Gas prices this week hit the highest level since 2014, in the wake of a cyberattack that led to one of the nation’s largest pipelines being taken offline.
The average price per gallon across the United States hit $3, according to the American Automobile Association (AAA). The last time the nation saw average prices at $2.999 and higher was November 2014.
The lowest prices are in the south and upper Midwest, where some people can find a gallon for $2.68. Across the western U.S., consumers may see prices as high as $4.11, according to AAA.
Scattered stations were selling gas as high as $6.99.
Prices are expected to rise further, especially if Colonial Pipeline is unable to fully restore its operations by the end of the week.

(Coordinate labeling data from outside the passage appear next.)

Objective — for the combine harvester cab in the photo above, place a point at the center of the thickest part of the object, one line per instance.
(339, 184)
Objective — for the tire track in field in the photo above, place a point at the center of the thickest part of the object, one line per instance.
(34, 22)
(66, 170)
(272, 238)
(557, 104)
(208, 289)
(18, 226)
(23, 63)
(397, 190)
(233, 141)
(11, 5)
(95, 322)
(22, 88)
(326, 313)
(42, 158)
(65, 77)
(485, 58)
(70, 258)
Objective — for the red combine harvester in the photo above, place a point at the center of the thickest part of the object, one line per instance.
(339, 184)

A cybercriminal ring called DarkSide stole data from Colonial last week, prompting the company to take certain parts of its network offline, leading to the closure of its 5,500-plus mile pipeline.
The pipeline stretches from Texas to New Jersey.

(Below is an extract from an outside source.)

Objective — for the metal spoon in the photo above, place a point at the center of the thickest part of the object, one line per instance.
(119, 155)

The company restored a major portion of the line on Monday but was still working to stand up spurs, or offshoots, and other parts of the main line, Energy Secretary Jennifer Granholm told reporters in Washington on Tuesday.
Federal efforts to respond to the situation include waiving rules governing how much gasoline tankers can carry on highways, assessing which ships can carry fuel from the Gulf of Mexico up the Eastern Seaboard, and surveying railroads to try to use some to ferry fuel inland from ports.
Multiple governors declared states of emergency and took other action to try to manage supply and prevent price gouging.
Granholm claimed there were no fuel shortages, but stations across at least eight states were out of fuel as of early Wednesday, including 15 percent of stations in Virginia and nearly a quarter of stations in North Carolina, according to Gas Buddy. According to the Associated Press, the S&P’s Oil Price Information Service on Tuesday pegged the number of stations out of gas at over 1,000.
Many stations that still had supply were seeing long lines.
Experts say a dearth of fuel truck drivers is helping drive the crisis, as well as higher demand stoked by panic buying as people read and hear about the Colonial attack and its aftermath.
“The supply is there. Unfortunately, like other goods you’ve seen throughout the pandemic, there will be a delay in delivery,” Devin Gladden, a spokesman for AAA, told The Epoch Times.